Вообще Панчо Вийа многим насолил за годы революции. Например, за ним охотился целый отряд гринго в десять тысяч человек, потому что Панчо часто переходил границу и хозяйничал в северо-американских штатах. Поймать его не удавалось. Панчо Вийа мыслил хорошо и был ловок, но из простого народа.
И вот те, с кем вместе сражался он за свободу и равенство, но более образованные, убили его, приперев все ж таки к стенке. Это произошло в 1923 году, летом, еще до начала сезона дождей.
Примерно в это самое время на остров Чаак прибыл человек по имени Хасим. Он купил участок земли, мимо которого проходит сейчас дорога в аэропорт, и окружил высокой каменной оградой. Рабочих, строивших дом и стену, он привез с собой, а потом они исчезли с острова. Дон Хасим зажил очень тихо, но вскоре все наши почувствовали, что это появился хозяин.
Сначала о нем много говорили. То ли он из арабов, то ли из японцев, потому что на самом деле Хасимото, то ли это Панчо Вийа, ускользнувший от стенки и поменявший лицо. Полагали даже, что русские обосновались за каменной стеной, где готовят новую всеамериканскую революцию.

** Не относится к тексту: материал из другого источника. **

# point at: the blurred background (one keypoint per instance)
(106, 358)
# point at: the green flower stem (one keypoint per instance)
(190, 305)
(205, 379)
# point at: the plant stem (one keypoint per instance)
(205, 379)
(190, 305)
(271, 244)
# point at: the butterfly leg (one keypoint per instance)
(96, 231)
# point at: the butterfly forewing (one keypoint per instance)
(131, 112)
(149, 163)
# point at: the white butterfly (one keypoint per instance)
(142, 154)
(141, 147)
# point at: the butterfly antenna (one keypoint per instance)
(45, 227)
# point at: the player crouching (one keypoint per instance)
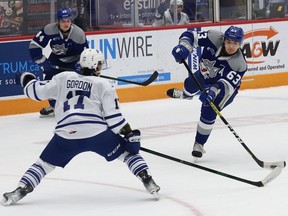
(88, 120)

Наши любят поговорить просто так, без порицаний и хвалы. Особенно приятно порассуждать о новом человеке. Все равно, что об урожае кокосов или маиса, о курсе песо или кандидатуре губернатора. Наши всегда считали, что из этих разговоров образуется нечто материальное, вроде электрического потока. И придав ему нужное направление, можно повлиять на события. Островные, по крайней мере.
Но со временем дело пошло иначе. Говорить-то говорили, как угодно и о чем угодно, за исключением дона Хасима и всего, что с ним связано, его имя вообще не поминали всуе, – а вот на события разговоры наши уже никак не влияли.

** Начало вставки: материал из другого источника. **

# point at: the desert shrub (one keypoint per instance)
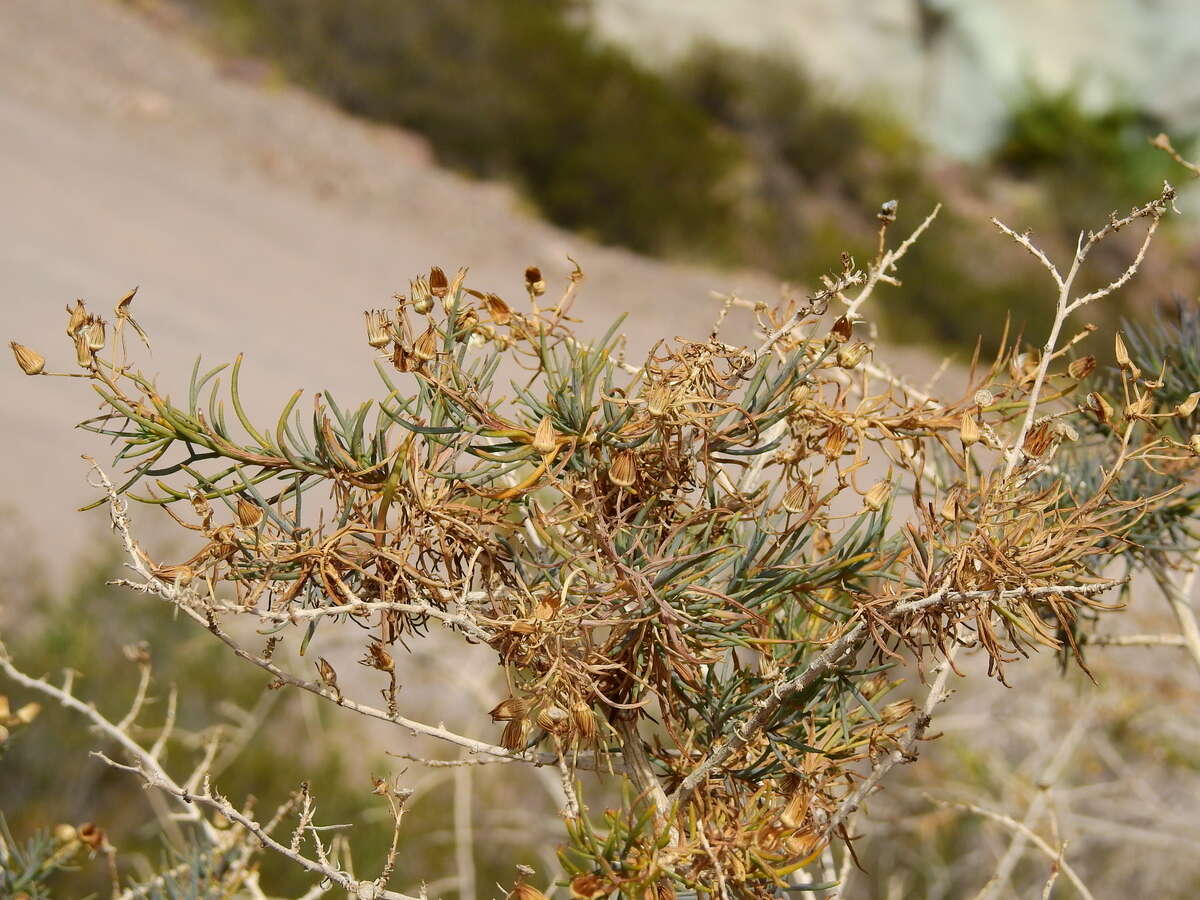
(699, 576)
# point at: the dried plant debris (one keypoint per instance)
(700, 571)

Дон Хасим знал все, что происходит на острове Чаак, и без его ведома ничего по сути дела не происходило. Казалось, у него за стеной тайная армия из янычаров или самураев. Он назначал директора полиции и губернатора, разрешал открывать новые рестораны и магазины и закрывал те, хозяева которых неправильно себя вели.

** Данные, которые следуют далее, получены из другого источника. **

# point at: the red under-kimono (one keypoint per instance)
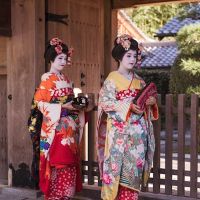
(59, 140)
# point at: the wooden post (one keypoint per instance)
(107, 36)
(156, 161)
(194, 145)
(181, 144)
(25, 67)
(168, 144)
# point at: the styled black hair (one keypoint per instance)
(54, 47)
(122, 44)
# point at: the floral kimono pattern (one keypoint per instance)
(60, 131)
(125, 140)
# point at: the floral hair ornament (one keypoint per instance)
(139, 55)
(125, 41)
(69, 55)
(57, 43)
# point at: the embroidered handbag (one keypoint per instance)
(144, 94)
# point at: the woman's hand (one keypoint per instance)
(136, 109)
(151, 101)
(69, 106)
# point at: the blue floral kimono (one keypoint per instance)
(125, 141)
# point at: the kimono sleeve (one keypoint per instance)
(116, 109)
(43, 95)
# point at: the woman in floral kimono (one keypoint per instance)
(125, 139)
(59, 172)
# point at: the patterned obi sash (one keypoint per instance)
(123, 94)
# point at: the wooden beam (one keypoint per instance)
(5, 17)
(118, 4)
(26, 65)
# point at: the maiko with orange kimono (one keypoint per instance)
(61, 129)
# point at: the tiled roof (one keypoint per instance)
(159, 55)
(126, 25)
(172, 27)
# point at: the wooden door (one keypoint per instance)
(83, 33)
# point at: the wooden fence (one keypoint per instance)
(176, 166)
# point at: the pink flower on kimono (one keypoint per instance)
(107, 179)
(114, 167)
(119, 125)
(139, 163)
(119, 141)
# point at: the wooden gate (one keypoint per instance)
(177, 156)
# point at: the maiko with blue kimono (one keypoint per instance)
(125, 139)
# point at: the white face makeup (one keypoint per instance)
(129, 60)
(59, 63)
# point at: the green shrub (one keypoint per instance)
(185, 73)
(188, 40)
(159, 77)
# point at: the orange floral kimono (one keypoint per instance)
(61, 129)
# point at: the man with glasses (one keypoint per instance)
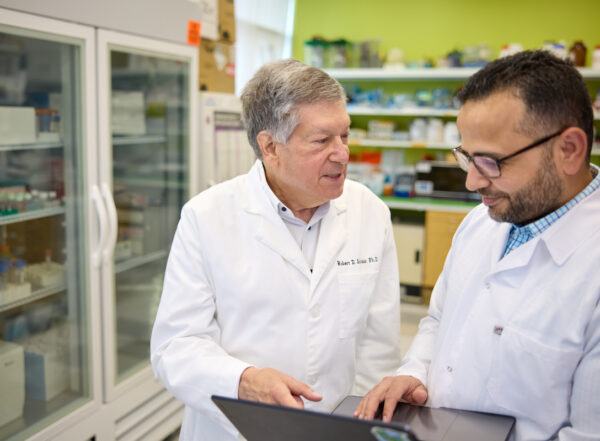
(513, 325)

На острове была одна радиостанция «Эль тибурон амабле», и ее дон Хасим захватил в первую очередь. А другие волны, кроме морских, нас почему-то не доставали. Иногда только удавалось поймать приглушенную классическую музыку и речи Фиделя Кастро с Кубы. Ходили слухи, что у дона Хасима специальные глушители.
В общем, он добрый и разумный хозяин. Установил те порядки, за которые боролся вместе с Панчо Вийа. Ну, может, с неким акцентом – то ли арабским, то ли японским. Дон Хасим, видно, устал от долгих безалаберных лет революции, когда было неизвестно, что ждет завтра, и на острове Чаак постарался исключить всякие неожиданности. Даже в отношении ураганов требовал прогноз погоды на полгода вперед.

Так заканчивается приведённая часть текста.